As defined by Propertyhelp.uk ‘rent for life’ also known as ‘lease for life’ is “a lifetime tenancy agreement between the new or current owner of a property and a tenant who wants to lease the property until they pass away. They are often exercised by investors who are looking for a long-term capital growth investment.”
Propertyhelp.uk notes that most lenders will not grant a mortgage to purchase a property with a lifetime lease agreement, so the market is mostly reserved for cash buyers.
Ultimately this means that a liquidation of personal assets and property would be required to raise cash funds to facilitate entering the ‘rent for life’ market.
While the MSM pitch of avoiding a life of debt may be an attractive option for some, ‘rent for life’ just seems like the transferal of mortgage debt from one corporation to an uncertain and highly changeable rental or leasing debt with another on a cash investment basis.
Rent for life is not an entirely new idea. In 2020 Sterling First was part of a ‘rent-for-life’ scam that saw over one hundred investors ripped off and some left homeless after being enticed into liquidating the entirety of their assets including homes.
With the intention of investors moving into the rental properties for life, the promises made to participants of considerable returns from the long-term lease scheme, fell disastrously short of delivering.
Sterling First’s asset management firm Theta Asset Management was ordered to pay 2 million dollars, and its managing director Robert Patrick was ordered to pay $100,000 for failing to ensure misleading information was not contained in its product disclosure statements.
Of the estimated $17 million raised through its disclosures from 2016 to 2018 KMPG reported that it was unlikely investors would get a cent back.
Now with reports of twenty-five more of these multi-level communal-based dwellings planned it seems covid narrative is no longer a consideration for the time being, and social distancing is now a mere afterthought. The rise of any one of the prophetically foretold pandemics set to affect Australia will more than likely lead to more draconian lockdowns, that could potentially turn these communal towers into multi-story cement prisons reminiscent of recent lockdown scenes in Shanghai.
Corralling people into high-rise living and moving our seniors into similar situations in aged care settings frees up private property ownership and drives people into more controllable areas, particularly if those areas are pegged for surveilled Smart City development, of which Melbourne is. Other smart cities planned or already applying the practices of smart city surveillance, data collection, and tracking are in the areas of Lismore NSW, Bendigo VIC, Canning WA, Googong NSW, and Whittlesea VIC, to name just a few.
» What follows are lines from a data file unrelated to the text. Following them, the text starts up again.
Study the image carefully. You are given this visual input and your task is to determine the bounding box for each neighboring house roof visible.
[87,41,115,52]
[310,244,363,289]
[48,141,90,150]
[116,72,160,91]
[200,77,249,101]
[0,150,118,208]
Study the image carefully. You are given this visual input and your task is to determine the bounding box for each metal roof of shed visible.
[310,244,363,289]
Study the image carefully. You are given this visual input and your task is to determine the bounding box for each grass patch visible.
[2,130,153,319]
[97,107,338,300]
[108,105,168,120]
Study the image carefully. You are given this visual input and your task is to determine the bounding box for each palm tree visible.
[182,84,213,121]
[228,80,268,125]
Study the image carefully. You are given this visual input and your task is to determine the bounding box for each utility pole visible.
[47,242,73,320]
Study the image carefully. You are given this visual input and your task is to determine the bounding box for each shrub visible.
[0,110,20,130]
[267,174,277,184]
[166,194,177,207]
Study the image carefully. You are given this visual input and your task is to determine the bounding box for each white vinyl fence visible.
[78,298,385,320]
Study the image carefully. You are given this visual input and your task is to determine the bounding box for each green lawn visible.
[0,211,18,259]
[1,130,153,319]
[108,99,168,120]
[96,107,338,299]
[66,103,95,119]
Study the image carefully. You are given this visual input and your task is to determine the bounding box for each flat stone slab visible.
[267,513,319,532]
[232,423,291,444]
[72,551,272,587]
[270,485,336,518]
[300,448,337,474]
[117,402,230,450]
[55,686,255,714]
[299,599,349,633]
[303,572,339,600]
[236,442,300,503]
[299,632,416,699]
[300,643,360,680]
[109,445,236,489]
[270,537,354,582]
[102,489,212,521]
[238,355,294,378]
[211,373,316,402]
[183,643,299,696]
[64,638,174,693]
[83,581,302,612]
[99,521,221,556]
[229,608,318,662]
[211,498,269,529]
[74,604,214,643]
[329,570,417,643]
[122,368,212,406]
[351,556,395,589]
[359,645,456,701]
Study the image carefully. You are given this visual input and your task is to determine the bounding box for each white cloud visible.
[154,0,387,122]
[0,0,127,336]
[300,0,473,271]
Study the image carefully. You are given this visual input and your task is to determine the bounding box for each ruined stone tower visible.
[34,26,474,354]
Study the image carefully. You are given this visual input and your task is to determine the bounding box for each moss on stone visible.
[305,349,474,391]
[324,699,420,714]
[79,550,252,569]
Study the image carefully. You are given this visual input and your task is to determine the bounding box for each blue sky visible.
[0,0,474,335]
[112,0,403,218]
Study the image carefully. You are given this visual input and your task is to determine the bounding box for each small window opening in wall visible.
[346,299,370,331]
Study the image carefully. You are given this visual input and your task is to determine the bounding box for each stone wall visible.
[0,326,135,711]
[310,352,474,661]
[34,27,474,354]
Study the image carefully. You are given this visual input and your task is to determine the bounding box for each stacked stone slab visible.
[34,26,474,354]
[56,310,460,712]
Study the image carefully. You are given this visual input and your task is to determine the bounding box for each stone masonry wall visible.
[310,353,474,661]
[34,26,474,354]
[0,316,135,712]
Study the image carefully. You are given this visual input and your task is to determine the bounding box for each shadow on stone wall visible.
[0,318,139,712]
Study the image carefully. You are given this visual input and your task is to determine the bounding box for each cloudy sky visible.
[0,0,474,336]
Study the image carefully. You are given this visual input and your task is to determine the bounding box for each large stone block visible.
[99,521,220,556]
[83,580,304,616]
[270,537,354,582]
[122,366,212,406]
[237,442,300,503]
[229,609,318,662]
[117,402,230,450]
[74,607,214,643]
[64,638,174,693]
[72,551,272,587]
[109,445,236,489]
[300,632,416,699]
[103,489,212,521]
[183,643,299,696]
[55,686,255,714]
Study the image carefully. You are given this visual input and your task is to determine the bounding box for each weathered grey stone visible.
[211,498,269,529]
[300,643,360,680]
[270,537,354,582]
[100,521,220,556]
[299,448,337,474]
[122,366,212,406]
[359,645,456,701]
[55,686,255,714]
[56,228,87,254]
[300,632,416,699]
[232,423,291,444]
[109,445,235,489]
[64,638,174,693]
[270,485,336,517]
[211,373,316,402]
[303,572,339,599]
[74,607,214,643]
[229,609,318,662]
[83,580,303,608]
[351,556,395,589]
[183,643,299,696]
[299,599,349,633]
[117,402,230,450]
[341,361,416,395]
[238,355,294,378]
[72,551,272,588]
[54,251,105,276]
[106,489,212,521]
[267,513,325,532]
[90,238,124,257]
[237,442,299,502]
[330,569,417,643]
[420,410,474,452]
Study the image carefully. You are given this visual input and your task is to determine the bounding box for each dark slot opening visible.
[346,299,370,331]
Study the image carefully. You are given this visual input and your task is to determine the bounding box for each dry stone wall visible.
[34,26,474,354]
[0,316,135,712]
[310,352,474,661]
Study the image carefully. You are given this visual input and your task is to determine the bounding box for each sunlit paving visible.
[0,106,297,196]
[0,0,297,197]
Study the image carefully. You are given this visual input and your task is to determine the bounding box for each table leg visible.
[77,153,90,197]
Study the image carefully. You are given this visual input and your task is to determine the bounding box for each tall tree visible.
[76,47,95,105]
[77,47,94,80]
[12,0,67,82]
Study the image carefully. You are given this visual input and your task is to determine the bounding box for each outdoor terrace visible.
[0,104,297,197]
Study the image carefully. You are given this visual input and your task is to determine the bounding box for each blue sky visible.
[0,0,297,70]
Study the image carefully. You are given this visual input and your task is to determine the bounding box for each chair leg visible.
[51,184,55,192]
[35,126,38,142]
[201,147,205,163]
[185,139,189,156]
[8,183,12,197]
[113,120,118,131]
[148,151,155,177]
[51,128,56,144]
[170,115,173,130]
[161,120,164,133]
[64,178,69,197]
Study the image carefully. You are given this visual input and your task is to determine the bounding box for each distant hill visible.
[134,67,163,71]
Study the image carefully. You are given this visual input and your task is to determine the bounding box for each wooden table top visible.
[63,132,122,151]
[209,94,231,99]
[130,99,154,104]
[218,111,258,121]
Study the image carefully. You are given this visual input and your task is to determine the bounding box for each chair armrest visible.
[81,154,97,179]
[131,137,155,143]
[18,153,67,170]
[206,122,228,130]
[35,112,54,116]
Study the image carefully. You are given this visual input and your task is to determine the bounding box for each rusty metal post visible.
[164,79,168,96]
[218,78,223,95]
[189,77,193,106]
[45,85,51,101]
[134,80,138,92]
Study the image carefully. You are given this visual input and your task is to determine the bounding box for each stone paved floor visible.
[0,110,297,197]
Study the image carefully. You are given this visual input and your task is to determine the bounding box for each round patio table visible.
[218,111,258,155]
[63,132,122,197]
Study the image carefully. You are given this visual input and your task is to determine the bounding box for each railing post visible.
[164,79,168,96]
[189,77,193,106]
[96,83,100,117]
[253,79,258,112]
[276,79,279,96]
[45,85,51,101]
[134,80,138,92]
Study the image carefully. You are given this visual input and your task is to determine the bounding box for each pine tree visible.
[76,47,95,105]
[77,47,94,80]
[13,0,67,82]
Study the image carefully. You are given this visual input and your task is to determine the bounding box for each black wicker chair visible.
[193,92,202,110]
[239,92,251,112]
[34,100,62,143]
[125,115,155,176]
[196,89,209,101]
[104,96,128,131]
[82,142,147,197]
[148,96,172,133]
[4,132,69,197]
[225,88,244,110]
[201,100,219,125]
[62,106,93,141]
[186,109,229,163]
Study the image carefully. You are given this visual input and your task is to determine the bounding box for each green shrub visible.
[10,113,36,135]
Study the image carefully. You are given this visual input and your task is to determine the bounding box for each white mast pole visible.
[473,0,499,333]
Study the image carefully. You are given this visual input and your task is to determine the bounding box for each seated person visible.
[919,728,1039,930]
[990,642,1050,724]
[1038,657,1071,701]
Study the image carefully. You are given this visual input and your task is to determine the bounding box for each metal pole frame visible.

Rather than focusing on policy to assist homebuyers or releasing the estimated $1.2 billion in aid allocations sitting in government coffers for people to rebuild their homes in areas that have been devastated, like Lismore, NSW, ‘rent for life’ schemes were the ones given a government lifeline.
Let’s not forget the emergence of the ‘rent-for-life’ scheme was all made possible by recent Australian government land tax changes and may contribute to solving the government’s dilemma of land acquisition for its Smart City plans by concentrating the country’s populations into city centres.
But does the emergence of the scheme in Australia signal the start of something more sinister that is not quite apparent at face value or is it just a new way of living?
When shiny new concepts are sold to you by the mainstream as more convenient, luxurious, and secure as opposed to home ownership, and when the language used to promote the idea parrots the language used in Smart City and Smart places strategy paraphernalia, it might be wise to take a closer look –
It may just turn out in the end that ‘you will own nothing and be happy!’